Is every rigid field perfect?

Solution 1:

The answer is no.

The natural place to look for a rigid field is in the function field of a generic, high genus smooth curve. For instance, over the complex numbers, Hurwiz's automorphism theorem guarantees that a compact Riemann surface of genus $g>1$ has at most $84(g-1)$ automorphisms. Having at least one nontrivial automorphism, for a Riemann surface of genus $g>2$, should be viewed as a very special property (genus $2$ is not sufficient, because genus $2$ curves are all hyperelliptic, and therefore admit an involution).

This paper of Bjorn Poonen shows that for any field $k$ and any integer $g \geq 3$, there exists a smooth curve $X$ of genus $g$ over $k$ such that $X$ has no nontrivial automorphisms over $\overline{k}$ (so, a fortiori it has no automorphisms over $k$).

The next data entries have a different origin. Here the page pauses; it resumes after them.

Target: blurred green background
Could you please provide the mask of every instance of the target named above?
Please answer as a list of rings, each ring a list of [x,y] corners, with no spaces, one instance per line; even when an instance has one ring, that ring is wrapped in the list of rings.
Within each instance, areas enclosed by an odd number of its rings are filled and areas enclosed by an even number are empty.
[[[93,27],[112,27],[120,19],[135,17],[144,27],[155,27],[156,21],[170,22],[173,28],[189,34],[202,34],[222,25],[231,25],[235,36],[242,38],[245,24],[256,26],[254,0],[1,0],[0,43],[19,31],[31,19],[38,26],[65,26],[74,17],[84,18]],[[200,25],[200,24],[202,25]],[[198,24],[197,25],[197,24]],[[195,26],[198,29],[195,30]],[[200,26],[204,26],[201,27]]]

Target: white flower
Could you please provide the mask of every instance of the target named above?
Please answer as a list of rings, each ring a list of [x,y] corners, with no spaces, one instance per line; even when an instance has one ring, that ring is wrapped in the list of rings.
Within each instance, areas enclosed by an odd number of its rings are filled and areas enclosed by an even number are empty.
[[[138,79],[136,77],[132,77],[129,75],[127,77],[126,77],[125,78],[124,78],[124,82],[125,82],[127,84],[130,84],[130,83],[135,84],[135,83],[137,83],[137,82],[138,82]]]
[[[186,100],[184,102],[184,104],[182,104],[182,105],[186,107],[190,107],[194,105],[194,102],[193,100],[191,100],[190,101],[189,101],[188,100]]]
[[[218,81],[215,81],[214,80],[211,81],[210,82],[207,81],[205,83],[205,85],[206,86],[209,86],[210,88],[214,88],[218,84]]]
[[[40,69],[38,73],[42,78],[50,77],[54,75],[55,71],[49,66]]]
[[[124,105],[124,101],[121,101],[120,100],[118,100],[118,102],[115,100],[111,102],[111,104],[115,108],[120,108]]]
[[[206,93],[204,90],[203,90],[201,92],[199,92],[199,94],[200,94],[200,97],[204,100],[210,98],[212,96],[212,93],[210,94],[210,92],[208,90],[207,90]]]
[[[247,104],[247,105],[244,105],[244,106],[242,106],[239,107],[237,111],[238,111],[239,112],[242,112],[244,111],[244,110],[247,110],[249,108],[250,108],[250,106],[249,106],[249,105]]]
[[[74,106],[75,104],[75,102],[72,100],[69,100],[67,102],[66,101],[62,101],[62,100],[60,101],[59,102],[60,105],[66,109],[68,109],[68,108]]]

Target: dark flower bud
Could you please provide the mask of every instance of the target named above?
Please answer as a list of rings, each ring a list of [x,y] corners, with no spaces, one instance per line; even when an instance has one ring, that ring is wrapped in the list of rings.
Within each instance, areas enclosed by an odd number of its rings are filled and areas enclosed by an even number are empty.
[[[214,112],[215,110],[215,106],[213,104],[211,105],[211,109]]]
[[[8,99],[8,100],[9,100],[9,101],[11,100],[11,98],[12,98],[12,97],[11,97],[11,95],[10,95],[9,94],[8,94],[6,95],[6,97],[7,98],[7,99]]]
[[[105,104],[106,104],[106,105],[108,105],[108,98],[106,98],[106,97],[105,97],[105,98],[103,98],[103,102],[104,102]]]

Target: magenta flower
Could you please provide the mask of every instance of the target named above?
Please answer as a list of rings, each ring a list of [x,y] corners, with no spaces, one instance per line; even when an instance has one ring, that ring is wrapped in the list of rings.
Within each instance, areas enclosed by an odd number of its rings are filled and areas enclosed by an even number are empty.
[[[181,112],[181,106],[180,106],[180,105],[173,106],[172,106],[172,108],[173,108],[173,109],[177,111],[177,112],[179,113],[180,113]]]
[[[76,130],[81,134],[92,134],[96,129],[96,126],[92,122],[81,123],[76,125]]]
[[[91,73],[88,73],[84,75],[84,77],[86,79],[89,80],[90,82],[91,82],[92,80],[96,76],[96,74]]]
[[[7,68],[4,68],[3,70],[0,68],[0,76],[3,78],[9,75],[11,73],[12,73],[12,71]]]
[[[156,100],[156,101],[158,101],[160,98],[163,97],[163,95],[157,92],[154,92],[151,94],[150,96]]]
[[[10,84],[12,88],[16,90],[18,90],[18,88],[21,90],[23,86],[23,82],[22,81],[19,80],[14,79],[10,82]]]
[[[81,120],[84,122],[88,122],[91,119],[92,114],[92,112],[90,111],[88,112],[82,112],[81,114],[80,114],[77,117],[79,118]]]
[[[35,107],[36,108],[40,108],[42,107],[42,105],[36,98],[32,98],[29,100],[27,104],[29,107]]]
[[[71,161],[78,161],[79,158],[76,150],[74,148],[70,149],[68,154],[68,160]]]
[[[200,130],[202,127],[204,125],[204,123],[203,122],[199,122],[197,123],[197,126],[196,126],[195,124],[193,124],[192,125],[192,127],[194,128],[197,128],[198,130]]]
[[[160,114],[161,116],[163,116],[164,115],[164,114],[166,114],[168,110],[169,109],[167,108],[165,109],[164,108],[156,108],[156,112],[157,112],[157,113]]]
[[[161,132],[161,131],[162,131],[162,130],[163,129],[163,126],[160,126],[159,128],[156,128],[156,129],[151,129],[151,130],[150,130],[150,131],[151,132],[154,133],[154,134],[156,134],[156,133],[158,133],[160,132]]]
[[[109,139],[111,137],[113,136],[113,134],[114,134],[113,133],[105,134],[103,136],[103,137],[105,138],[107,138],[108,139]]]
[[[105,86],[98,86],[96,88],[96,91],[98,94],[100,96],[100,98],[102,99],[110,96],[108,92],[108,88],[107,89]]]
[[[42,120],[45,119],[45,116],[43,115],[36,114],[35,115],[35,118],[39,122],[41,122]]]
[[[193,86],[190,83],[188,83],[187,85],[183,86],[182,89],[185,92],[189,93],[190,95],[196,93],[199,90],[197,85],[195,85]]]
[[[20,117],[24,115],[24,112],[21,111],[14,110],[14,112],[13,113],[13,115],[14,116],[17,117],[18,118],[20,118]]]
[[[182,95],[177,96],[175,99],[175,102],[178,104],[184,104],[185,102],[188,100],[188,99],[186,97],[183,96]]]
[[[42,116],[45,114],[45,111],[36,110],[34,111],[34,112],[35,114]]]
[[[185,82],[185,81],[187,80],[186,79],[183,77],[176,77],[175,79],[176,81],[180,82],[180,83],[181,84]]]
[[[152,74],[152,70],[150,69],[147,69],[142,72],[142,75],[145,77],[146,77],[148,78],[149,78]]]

Taking $k=\mathbf F_p$, it follows that the function field $\mathbf F_p(X)$ of such a curve $X/\mathbf F_p$ is rigid. However, being a finite extension of the rational function field $\mathbf F_p(T)$, it cannot be perfect, or else it would contain all $p$-power roots of $T$, and would have infinite degree over $\mathbf F_p(T)$.